Item 9B. Other Information
None.
PART III
Item 10. Directors, Executive Officers and Corporate Governance
Certain of the information required by this item is contained under the captions “Election of Directors”,
“Governance of the Company” and “Section 16(a) Beneficial Ownership Reporting Compliance” in the
Company’s definitive proxy statement for the 2009 Annual Meeting of Shareholders and is incorporated herein
by reference.
The information required by this item with respect to executive officers of the Company is included in
this Annual Report on Form 10-K under the caption “Executive Officers of the Registrant” and is incorporated
herein by reference.
The Company has a Code of Conduct, which is applicable to all of the Company’s employees, officers
and directors, including the Company’s Chief Executive Officer, Chief Financial Officer and Controller. A
copy of the Code of Conduct is available on the Company’s website under Corporate, Investor Relations,
Corporate Goverance. The Company’s website address is http://www.hasbro.com. Although the Company does
not generally intend to provide waivers of or amendments to the Code of Conduct for its Chief Executive
Officer, Chief Financial Officer, Controller, or other officers or employees, information concerning any waiver
of or amendment to the Code of Conduct for the Chief Executive Officer, Chief Financial Officer, Controller,
or any other executive officers or directors of the Company, will be promptly disclosed on the Company’s
website in the location where the Code of Conduct is posted.

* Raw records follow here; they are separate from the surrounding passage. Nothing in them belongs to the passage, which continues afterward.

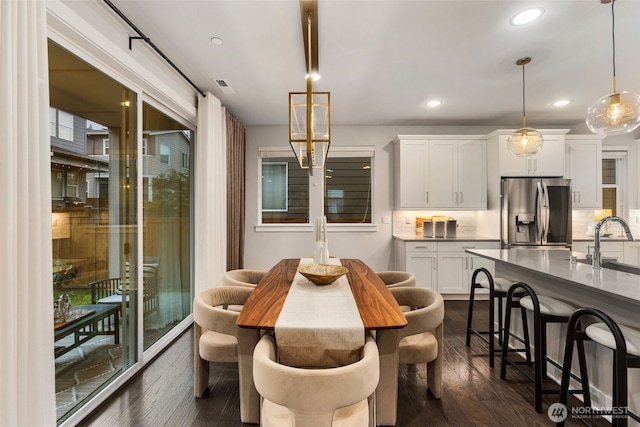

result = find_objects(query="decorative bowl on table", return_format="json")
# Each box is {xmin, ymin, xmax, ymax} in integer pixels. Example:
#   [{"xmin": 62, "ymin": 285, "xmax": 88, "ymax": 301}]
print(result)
[{"xmin": 297, "ymin": 264, "xmax": 349, "ymax": 286}]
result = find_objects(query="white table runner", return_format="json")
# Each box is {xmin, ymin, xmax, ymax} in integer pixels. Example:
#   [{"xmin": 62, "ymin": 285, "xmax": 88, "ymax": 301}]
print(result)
[{"xmin": 274, "ymin": 258, "xmax": 365, "ymax": 367}]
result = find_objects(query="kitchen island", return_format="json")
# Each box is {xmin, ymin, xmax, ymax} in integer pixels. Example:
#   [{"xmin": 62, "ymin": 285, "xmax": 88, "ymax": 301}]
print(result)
[
  {"xmin": 465, "ymin": 248, "xmax": 639, "ymax": 311},
  {"xmin": 466, "ymin": 248, "xmax": 639, "ymax": 417}
]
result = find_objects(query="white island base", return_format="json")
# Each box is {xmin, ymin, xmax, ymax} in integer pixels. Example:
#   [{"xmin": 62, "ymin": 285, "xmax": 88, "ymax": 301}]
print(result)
[{"xmin": 466, "ymin": 248, "xmax": 640, "ymax": 422}]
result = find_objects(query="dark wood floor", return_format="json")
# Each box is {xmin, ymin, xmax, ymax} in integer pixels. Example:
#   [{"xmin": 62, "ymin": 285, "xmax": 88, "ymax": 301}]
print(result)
[{"xmin": 79, "ymin": 301, "xmax": 609, "ymax": 426}]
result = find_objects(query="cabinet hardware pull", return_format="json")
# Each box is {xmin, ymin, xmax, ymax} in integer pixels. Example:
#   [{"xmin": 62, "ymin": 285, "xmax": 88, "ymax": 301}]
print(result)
[
  {"xmin": 470, "ymin": 257, "xmax": 474, "ymax": 270},
  {"xmin": 426, "ymin": 191, "xmax": 429, "ymax": 203}
]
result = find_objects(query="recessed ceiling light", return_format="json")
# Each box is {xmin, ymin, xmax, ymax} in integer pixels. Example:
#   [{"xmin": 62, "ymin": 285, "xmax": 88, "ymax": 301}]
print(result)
[
  {"xmin": 510, "ymin": 8, "xmax": 544, "ymax": 26},
  {"xmin": 210, "ymin": 37, "xmax": 223, "ymax": 45},
  {"xmin": 552, "ymin": 100, "xmax": 571, "ymax": 107},
  {"xmin": 426, "ymin": 100, "xmax": 442, "ymax": 107}
]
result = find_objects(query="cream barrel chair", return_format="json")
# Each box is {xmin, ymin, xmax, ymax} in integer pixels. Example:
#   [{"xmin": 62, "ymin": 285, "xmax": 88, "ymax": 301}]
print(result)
[
  {"xmin": 193, "ymin": 286, "xmax": 261, "ymax": 423},
  {"xmin": 222, "ymin": 269, "xmax": 267, "ymax": 312},
  {"xmin": 376, "ymin": 287, "xmax": 444, "ymax": 425},
  {"xmin": 222, "ymin": 269, "xmax": 267, "ymax": 288},
  {"xmin": 375, "ymin": 271, "xmax": 416, "ymax": 289},
  {"xmin": 253, "ymin": 334, "xmax": 380, "ymax": 427}
]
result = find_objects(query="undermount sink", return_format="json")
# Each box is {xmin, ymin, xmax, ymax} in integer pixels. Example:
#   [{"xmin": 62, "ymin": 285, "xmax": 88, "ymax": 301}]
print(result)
[{"xmin": 573, "ymin": 257, "xmax": 640, "ymax": 275}]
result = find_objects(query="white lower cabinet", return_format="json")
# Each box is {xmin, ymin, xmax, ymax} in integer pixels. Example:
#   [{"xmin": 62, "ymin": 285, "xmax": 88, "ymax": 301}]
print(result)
[
  {"xmin": 406, "ymin": 250, "xmax": 438, "ymax": 290},
  {"xmin": 395, "ymin": 239, "xmax": 499, "ymax": 297},
  {"xmin": 437, "ymin": 242, "xmax": 499, "ymax": 294}
]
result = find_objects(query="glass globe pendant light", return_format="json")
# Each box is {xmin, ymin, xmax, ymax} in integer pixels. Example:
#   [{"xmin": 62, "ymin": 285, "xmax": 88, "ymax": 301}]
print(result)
[
  {"xmin": 586, "ymin": 0, "xmax": 640, "ymax": 135},
  {"xmin": 507, "ymin": 57, "xmax": 543, "ymax": 157}
]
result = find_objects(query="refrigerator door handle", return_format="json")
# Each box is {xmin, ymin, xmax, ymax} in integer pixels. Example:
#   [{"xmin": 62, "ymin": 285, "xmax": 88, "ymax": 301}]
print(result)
[
  {"xmin": 542, "ymin": 182, "xmax": 550, "ymax": 243},
  {"xmin": 536, "ymin": 181, "xmax": 545, "ymax": 242}
]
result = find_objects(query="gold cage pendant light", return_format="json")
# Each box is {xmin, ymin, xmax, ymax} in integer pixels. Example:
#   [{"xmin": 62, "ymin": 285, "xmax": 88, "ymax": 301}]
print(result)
[
  {"xmin": 585, "ymin": 0, "xmax": 640, "ymax": 135},
  {"xmin": 289, "ymin": 1, "xmax": 330, "ymax": 173},
  {"xmin": 507, "ymin": 57, "xmax": 543, "ymax": 157}
]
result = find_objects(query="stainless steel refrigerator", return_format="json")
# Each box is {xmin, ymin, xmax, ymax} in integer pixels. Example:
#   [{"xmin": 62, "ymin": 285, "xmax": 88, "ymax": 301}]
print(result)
[{"xmin": 501, "ymin": 177, "xmax": 572, "ymax": 248}]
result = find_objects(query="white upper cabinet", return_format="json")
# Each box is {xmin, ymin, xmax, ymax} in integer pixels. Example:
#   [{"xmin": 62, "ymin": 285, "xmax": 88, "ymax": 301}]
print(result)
[
  {"xmin": 495, "ymin": 130, "xmax": 568, "ymax": 177},
  {"xmin": 457, "ymin": 139, "xmax": 487, "ymax": 208},
  {"xmin": 394, "ymin": 138, "xmax": 430, "ymax": 208},
  {"xmin": 565, "ymin": 135, "xmax": 602, "ymax": 209},
  {"xmin": 394, "ymin": 136, "xmax": 487, "ymax": 210}
]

The Company has also posted on its website, in the Corporate Governance location referred to above,
copies of its Corporate Governance Principles and of the charters for its (i) Audit, (ii) Compensation,
(iii) Finance, (iv) Nominating, Governance and Social Responsibility, and (v) Executive Committees of its
Board of Directors.
In addition to being accessible on the Company’s website, copies of the Company’s Code of Conduct,
Corporate Governance Principles, and charters for the Company’s five Board Committees, are all available free
of charge upon request to the Company’s Chief Legal Officer and Secretary, Barry Nagler, at 1027 Newport
Avenue, P.O. Box 1059, Pawtucket, R.I. 02862-1059.
Pursuant to the Annual Chief Executive Officer Certification submitted to the New York Stock Exchange
(“NYSE”), the Company’s Chief Executive Officer certified on May 27, 2008 that he was not aware of any
violation by the Company of the NYSE’s corporate governance listing standards. Further, as of the date of the
filing of this report, the Company’s Chief Executive Officer is not aware of any violation by the Company of
the New York Stock Exchange’s corporate governance listing standards.
Item 11. Executive Compensation
The information required by this item is contained under the captions “Compensation of Directors”,
“Executive Compensation”, “ Compensation Committee Report”, “Compensation Discussion and Analysis”
and “Compensation Committee Interlocks and Insider Participation” in the Company’s definitive proxy
statement for the 2009 Annual Meeting of Shareholders and is incorporated herein by reference.